Let me give you one key piece of information that seems missing from your reasoning: MLIR does not have a list of predefined instructions, types or attributes (unlike LLVM). In a sense, MLIR is not an IR itself, it’s an IR constructor. The entire point of MLIR is its extensibility, that is, anybody can add operations and types with (almost) any semantics and they are as good as, e.g., “standard” operations. So the answer to a question “can I do X with MLIR” is always “yes, provided you define the operations/types you need to do X”. The harder question is how these operations/types look like, and how they interact with other operations/types that may exist in the MLIR ecosystem.
You don’t need a language or an AST to produce an IR, MLIR or otherwise. You can just create the appropriate components (operations, blocks, regions, types) using the relevant APIs, e.g. mlir::Builder
. Those APIs are explained in the tutorial, you can call them from any code you have, there is no need to have an AST.
Define the dialect that has the semantics you want, make sure it is expressive enough. Then write your binary analysis code and use mlir::Builder
and relevant APIs to construct the IR from your analysis results. Then you can write the lifting to the LLVM dialect using the pattern rewriting infrastructure. It may require some extensions to the LLVM dialect, it’s not complete yet. At the LLVM dialect level, you can export to LLVM IR and compile it back to binary using LLVM.
But MLIR is a compiler infrastructure and so is LLVM. This is an unfortunately common misconception perpetuated by some textbooks that compilers are about lexing and parsing. They are much more than that.

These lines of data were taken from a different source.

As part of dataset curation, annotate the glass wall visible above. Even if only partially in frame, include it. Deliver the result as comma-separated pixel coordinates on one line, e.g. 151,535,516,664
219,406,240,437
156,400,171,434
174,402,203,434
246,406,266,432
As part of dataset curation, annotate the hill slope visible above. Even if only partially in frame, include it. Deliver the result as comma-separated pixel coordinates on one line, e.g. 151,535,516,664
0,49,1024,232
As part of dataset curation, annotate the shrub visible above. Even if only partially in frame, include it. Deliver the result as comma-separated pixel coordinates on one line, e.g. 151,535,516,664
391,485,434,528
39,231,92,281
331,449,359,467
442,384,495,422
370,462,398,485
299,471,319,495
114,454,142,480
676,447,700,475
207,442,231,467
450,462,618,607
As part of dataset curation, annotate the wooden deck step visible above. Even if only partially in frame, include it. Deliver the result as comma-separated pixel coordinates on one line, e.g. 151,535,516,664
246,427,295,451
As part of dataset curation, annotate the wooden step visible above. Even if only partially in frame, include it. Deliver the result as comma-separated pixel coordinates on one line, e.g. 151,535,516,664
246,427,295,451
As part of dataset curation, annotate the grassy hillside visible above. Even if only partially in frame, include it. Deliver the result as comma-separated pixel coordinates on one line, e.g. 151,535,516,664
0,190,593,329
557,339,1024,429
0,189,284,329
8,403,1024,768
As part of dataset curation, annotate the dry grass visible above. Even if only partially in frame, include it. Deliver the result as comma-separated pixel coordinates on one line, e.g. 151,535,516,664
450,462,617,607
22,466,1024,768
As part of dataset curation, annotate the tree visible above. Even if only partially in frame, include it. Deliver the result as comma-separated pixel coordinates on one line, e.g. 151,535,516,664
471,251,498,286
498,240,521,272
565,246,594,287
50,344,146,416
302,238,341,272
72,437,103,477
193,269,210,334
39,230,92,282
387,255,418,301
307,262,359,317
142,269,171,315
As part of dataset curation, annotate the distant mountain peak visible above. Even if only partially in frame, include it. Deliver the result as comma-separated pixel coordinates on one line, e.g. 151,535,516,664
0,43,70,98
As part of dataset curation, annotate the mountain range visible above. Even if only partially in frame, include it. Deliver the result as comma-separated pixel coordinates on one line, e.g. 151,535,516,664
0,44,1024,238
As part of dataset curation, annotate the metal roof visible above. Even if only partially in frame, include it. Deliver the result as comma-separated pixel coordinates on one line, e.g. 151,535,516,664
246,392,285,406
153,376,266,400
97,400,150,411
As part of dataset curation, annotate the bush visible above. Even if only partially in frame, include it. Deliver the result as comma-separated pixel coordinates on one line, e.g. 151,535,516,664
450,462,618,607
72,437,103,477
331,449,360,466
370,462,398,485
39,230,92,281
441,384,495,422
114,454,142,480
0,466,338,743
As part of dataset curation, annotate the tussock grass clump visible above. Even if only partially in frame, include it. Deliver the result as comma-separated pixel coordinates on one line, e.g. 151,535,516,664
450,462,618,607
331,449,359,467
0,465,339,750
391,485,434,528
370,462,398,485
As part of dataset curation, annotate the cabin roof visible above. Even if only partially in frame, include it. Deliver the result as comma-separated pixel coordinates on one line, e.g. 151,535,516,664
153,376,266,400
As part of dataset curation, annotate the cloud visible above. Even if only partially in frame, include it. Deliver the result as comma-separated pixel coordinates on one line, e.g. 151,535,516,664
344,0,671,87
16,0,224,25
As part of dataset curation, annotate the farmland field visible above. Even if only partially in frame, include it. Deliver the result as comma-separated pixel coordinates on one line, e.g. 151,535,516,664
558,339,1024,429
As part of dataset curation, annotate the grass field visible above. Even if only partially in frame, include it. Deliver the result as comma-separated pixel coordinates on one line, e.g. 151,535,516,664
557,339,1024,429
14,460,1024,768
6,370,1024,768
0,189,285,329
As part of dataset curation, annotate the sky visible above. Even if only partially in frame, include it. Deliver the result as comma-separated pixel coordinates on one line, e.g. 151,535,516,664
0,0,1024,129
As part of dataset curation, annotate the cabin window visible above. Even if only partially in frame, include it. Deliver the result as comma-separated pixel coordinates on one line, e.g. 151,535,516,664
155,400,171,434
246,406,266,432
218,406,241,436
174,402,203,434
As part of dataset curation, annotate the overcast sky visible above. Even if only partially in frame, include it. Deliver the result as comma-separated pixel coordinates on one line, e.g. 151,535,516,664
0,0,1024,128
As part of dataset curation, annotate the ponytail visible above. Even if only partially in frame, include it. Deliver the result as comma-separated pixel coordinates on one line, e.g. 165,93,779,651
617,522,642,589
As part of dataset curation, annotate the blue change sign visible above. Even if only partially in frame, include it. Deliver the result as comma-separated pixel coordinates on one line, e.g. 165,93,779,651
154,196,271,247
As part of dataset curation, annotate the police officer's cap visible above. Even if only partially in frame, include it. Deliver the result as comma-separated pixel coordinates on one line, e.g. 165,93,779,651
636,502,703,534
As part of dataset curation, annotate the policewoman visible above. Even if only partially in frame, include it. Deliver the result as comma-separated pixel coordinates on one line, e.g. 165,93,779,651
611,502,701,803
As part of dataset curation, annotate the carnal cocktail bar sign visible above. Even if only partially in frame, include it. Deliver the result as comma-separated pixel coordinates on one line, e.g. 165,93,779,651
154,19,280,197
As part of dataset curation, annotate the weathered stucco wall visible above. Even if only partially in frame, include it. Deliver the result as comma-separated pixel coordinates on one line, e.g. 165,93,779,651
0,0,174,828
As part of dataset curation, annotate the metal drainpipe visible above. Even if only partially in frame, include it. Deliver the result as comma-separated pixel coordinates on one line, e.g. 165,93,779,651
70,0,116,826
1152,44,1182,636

MLIR is a compiler framework that lets you define the abstractions you need. By itself, it is not necessarily “multi-level”, it’s the set of abstractions you use that is. To me, at this point, MLIR is a proper name, the same way as LLVM used to stand for Low-Level Virtual Machine but that has not been true for quite some time.
What are the different levels of abstractions you would need? Assembly instruction level and LLVM dialect level? Something else?
MLIR is very flexible so it is definitely feasible. If by MLIR approach you mean expressing everything as MLIR operations and transforming them using the pattern rewriting infrastructure, then also yes, it sounds feasible. It will be interesting to see how we should adapt the infrastructure to support such use cases (it was mostly designed for lowering, not raising).
MLIR has the LLVM dialect, which gives you the same abstractions as LLVM IR, but which is not complete yet. And you must translate the LLVM dialect to the LLVM IR if you want to use LLVM proper.
As long as you introduce operations and/or attributes for that purpose.